AFAIK mount points are pinned, you cannot rm or mv them so it seems we
could make them always valid. I don't know if there are deeper and more
subtle implications.

The recent signal fixes are not fixing this issue.

Cheers,
Shyam Prasad N Feb. 1, 2021, 4:51 p.m.
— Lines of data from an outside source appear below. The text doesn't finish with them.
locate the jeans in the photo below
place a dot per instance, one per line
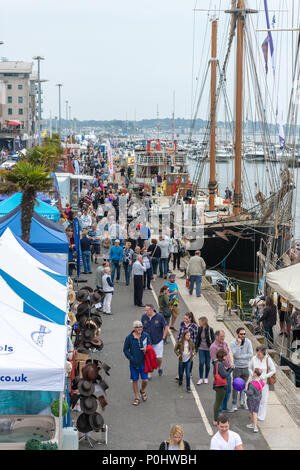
(269, 333)
(154, 264)
(198, 279)
(163, 266)
(204, 358)
(224, 405)
(86, 258)
(220, 394)
(176, 260)
(115, 265)
(243, 373)
(127, 268)
(185, 366)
UTC | #3
I'm okay with returning valid for directory mount point.

But the point that I'm trying to make here is that VFS reacts
differently when d_validate returns an error VS when it just returns
invalid:
https://elixir.bootlin.com/linux/latest/source/fs/namei.c#L1409

Notice how it calls d_invalidate only when there's no error. And
d_invalidate seems to have detach_mounts.
It is likely that the umount happens there.

I'm suggesting that we should return errors inside d_validate
handlers, rather than just 0 or 1.
Makes sense?

Regards,
Shyam

On Mon, Feb 1, 2021 at 4:01 PM Aurélien Aptel <aaptel@suse.com> wrote:
>
> Shyam Prasad N <nspmangalore@gmail.com> writes:
> > Going by the documentation of d_revalidate:
> >> This function should return a positive value if the dentry is still
> >> valid, and zero or a negative error code if it isn't.
> >
> > In case of error, can we try returning the rc itself (rather than 0),
> > and see if VFS avoids a dentry put?
> > Because theoretically, the call execution has failed, and the dentry
> > is not found to be invalid.
>
> AFAIK mount points are pinned, you cannot rm or mv them so it seems we
> could make them always valid. I don't know if there are deeper and more
> subtle implications.
>
> The recent signal fixes are not fixing this issue.
>
> Cheers,
> --
> Aurélien Aptel / SUSE Labs Samba Team
> GPG: 1839 CB5F 9F5B FB9B AA97  8C99 03C8 A49B 521B D5D3
> SUSE Software Solutions Germany GmbH, Maxfeldstr. 5, 90409 Nürnberg, DE
> GF: Felix Imendörffer, Mary Higgins, Sri Rasiah HRB 247165 (AG München)
>
Aurélien Aptel Feb. 2, 2021, 11 a.m. UTC | #4
Shyam Prasad N <nspmangalore@gmail.com> writes:
> But the point that I'm trying to make here is that VFS reacts
> differently when d_validate returns an error VS when it just returns
> invalid:
> https://elixir.bootlin.com/linux/latest/source/fs/namei.c#L1409

I've tried returning the error with the repro script and it also worked.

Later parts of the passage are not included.